How She Landed at the Lighthouse
Fuller has been a Worker Camper since 2011. Prior to this, she lived in Omak with her husband and worked for a food distribution company. In 2005, her husband had an accident that left him with a disability, which made it difficult for her to work full-time. So she and her husband decided to sell their home and travel the country in an RV.
While she was adjusting to living life in an RV, she discovered the Worker Camper program on the internet and started applying to serve at different sites.
She said she had always been interested visiting the Washington coast, so she decided to apply for the position at the lighthouse. She says she became enamored with the beauty of the structure and landscape immediately.
“I fell in love with the building and the light,” she says. “Most people have no idea about the romance about it.”

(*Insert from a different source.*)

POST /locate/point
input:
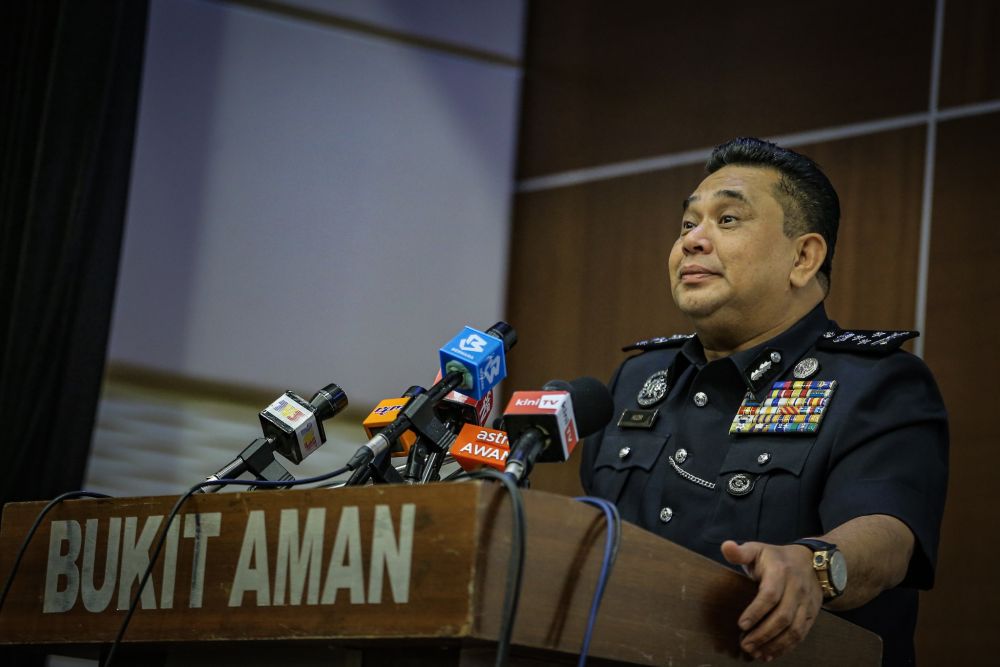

But the job isn’t for the novice traveler or those who don’t enjoy physical activity. The positions take a lot of commitment.
Fuller works 30 hours a week at the lighthouse. During the busy summer tourist season, she says sometimes she can get over 100 visitors a day. She says one day she went up and down the stairs—all 135 cast-iron steps– eight times. In addition to giving tours, she sweeps the floors, wipes the glass windows and takes turns staffing the gift shop with other volunteers.
“I’ve lost two pants sizes since I’ve been here,” she jokes.
Besides the physical demands, the position requires a substantial amount of research and the ability to learn quickly. When Fuller was training for the position, she was given a script of several pages with facts about the light house and its history. She spent a lot of time looking through library books and reference materials from the museum. She said the goal is to expose guests to the beauty of the lighthouse and providing information that is historically accurate.
“It was overwhelming at first,” Fuller says. “But I like to read and I grew up in Alaska and never watched a lot of TV. Learning about the sea interests me.”
One of the best parts about the lighthouse, she says, is being able to share its majestic appeal with others. She remembers a couple who took a tour of the lighthouse one evening after hours. The man had brought his girlfriend to the top to see the sunset over the ocean on her birthday.
“It was a beautiful surprise,” Fuller says.
On any given tour, she happily rattles off facts she’s learned about the lighthouse’s history. She often points to the rippled, prisms of its still-functional Fresnel lens, which was manufactured in Paris and brought to the lighthouse for installation in 1897. She tells tales of how some of the first light keepers used to haul kerosene up the stairs; how steam set off the fog horn before modern technological advances and how the beacon is still used for navigation. She also tells guests about how years of erosion have impacted the coastal landscape around the lighthouse. It used to be located about 300 feet from the water’s edge, compared to the 3,000 feet from the high tide mark where it sits now.
“You learn to appreciate the lighthouse,” Fuller said. “You develop a caring about it.”
About the Lighthouse
- At 107 feet tall, the Grays Harbor Lighthouse is the tallest in the state of Washington.
- The lighthouse is more than a century old. Its construction began in 1897.
- There are 135 steps leading up to the lantern room, at the very top of the lighthouse. The staircase is original and cast iron.
- Officials of the Westport South Beach Historical Society are hoping to raise funds for a lighthouse restoration project. Check out the video here.
Address: 1020 Ocean Ave. Westport
- From April 1 – Sept. 30, lighthouse visiting hours are from 10:00 a.m. to 4:00 p.m. five days a week. It is closed Tuesday and Wednesday.
- From Oct. 1 – Nov. 30, hours are from noon to 4:00 p.m. It is closed Tuesdays, Wednesdays and on Thanksgiving. It’s closed in December and January. It may also close due to adverse weather and availability.
Cost: $5 per person. A $1 discount is given with proof of visit to the Westport Maritime Museum.